X

GOP Lawmakers, Pastors, Activists Sign Court Brief Calling for Right to Ban Same-Sex Marriage Benefits

Say Supreme Court’s Obergefell Decision ‘Did Not Create … Rights to Spousal Benefits or Even the Right to Live With Your Spouse’

Nearly one-third of Texas state lawmakers, along with candidates for the state legislature, pastors, and other anti-LGBT activists are saying the Supreme Court’s 2015 Obergefell decision does not give legally-married same-sex couples who are government employees the right to the spousal benefits their different-sex peers have, or even the right to live together.

50 Republican state lawmakers and others have signed an amicus brief making those assertions, along with others, including the claim that the Obergefell decision would compromise the state sovereignty of Texas if it were used to require the Lone Star State to spend any taxpayer funds, especially on spousal benefits for same-sex couples.

At The Texas Observer, John Wright explains the brief “was submitted Friday in a lawsuit brought by anti-LGBT activists against the city of Houston in response to then-Mayor Annise Parker’s decision to extend benefits to the same-sex spouses of city employees in 2013.”

Wright notes the Texas Supreme Court had refused to hear the case, but “Jonathan Saenz, president of the anti-LGBT group Texas Values, and former Harris County GOP chair Jared Woodfill, have petitioned the nine-member court for a rehearing.”

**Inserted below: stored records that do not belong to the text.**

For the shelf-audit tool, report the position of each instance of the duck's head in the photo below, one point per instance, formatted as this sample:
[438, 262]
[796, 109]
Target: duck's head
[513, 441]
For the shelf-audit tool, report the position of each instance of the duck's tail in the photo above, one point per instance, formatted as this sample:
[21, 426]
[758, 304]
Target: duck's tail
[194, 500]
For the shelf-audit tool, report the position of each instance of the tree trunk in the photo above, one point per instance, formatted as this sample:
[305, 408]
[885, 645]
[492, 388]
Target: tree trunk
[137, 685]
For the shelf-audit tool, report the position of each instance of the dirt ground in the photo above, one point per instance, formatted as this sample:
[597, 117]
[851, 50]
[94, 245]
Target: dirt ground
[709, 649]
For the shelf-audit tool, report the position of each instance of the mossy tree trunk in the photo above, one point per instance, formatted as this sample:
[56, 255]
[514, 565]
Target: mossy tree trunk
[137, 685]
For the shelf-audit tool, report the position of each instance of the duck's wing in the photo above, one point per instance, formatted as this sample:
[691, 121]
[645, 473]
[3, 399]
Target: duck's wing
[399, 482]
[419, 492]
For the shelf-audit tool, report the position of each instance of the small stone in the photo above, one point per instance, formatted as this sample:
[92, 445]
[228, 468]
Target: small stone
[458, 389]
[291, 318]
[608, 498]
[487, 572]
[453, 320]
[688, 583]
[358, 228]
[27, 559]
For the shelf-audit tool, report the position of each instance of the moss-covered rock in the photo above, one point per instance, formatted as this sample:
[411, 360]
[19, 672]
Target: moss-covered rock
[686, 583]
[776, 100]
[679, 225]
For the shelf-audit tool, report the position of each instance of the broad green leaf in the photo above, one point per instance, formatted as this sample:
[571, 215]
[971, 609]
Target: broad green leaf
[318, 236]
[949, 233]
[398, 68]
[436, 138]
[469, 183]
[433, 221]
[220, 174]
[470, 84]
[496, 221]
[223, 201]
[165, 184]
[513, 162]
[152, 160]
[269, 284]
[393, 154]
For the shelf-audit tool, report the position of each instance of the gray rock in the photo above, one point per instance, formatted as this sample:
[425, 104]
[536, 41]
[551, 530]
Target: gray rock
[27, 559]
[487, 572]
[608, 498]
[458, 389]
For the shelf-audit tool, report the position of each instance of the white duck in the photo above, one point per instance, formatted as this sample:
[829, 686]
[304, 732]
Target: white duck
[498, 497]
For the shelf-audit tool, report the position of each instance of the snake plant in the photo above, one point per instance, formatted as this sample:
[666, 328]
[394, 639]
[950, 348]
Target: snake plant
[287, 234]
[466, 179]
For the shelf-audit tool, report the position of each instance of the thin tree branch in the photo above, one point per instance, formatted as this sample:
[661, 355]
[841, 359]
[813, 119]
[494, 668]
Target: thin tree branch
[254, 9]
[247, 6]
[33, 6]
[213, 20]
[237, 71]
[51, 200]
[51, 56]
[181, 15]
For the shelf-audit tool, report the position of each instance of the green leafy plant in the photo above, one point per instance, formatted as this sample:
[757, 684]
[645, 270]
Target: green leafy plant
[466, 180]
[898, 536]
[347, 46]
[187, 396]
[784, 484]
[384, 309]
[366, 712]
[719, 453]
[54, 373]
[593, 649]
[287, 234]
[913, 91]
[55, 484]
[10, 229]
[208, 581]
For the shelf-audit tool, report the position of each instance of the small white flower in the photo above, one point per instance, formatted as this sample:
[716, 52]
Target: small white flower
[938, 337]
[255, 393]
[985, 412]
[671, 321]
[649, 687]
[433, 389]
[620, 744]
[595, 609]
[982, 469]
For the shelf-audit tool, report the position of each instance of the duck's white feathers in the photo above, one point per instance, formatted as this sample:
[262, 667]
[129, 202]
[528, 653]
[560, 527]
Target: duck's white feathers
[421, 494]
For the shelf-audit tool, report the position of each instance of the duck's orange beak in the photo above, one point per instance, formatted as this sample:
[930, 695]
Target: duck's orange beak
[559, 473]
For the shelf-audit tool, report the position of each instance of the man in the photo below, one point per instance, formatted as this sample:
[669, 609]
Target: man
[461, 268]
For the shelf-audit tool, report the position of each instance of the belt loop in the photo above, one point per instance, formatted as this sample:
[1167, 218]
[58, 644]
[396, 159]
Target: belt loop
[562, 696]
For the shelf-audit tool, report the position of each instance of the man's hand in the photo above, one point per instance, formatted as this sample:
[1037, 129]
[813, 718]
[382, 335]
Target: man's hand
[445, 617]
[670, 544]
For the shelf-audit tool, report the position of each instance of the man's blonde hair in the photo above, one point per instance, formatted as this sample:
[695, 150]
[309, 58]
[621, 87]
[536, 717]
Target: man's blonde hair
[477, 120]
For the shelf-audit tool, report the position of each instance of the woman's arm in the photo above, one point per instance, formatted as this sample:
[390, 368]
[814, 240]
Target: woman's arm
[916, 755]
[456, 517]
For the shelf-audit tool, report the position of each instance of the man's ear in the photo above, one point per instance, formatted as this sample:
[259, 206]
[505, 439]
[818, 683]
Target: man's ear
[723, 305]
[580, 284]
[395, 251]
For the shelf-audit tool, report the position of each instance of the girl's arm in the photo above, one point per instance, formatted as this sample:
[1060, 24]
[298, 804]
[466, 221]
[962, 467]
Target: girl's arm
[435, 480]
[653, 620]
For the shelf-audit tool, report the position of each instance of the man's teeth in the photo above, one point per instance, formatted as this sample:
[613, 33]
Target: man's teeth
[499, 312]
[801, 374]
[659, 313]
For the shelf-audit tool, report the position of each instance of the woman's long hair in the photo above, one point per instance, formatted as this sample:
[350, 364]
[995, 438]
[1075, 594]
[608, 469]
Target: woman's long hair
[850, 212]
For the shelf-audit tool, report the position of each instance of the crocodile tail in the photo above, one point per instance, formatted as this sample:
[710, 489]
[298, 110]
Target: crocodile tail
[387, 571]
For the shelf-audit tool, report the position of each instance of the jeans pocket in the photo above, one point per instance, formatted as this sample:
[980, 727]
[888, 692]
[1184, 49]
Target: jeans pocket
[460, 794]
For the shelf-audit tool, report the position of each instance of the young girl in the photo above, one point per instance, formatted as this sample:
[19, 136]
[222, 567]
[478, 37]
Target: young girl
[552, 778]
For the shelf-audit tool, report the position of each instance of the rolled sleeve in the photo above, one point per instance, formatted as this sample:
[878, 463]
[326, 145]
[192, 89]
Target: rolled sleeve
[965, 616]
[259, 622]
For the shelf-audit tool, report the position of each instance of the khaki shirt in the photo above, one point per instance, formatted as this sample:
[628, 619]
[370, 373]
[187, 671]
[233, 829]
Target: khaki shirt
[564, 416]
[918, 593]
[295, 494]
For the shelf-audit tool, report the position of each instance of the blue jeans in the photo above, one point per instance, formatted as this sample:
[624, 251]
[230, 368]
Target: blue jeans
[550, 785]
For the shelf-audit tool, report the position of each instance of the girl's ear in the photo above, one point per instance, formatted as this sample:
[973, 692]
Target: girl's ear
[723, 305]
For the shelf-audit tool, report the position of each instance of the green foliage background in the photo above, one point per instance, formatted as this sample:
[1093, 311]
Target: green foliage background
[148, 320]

Also signing the brief is Rep. Cecil Bell, an anti-LGBT extremist.

The brief essentially argues that even the U.S. Supreme Court does not have the constitutional right to direct any state to treat same-sex couples the same way it treats different-sex couples.

It claims “nothing” in the Obergefell ruling “compelled the taxpayers of Texas to pay for a vast array of benefits for same-sex spouses.” 

Note that the signatories of the amicus brief have no qualms about the taxpayers of Texas paying for a “vast array of benefits” for different-sex spouses.

“Indeed, it would unnecessarily implicate constitutional issues of state sovereignty if Obergefell were misconstrued as imposing spending requirements on the state of Texas to fund expensive health care and other benefits without authorization by Texas law,” they claim.

The lawmakers and others who signed the brief call on the justices “to diminish federal tyranny and reestablish Texas Sovereignty,” by denying these same-sex couples spousal benefits.

 

Photo: Cecil Bell and Jonathan Saenz, via Facebook

The title of this article has been updated to more accurately reflect the amicus brief.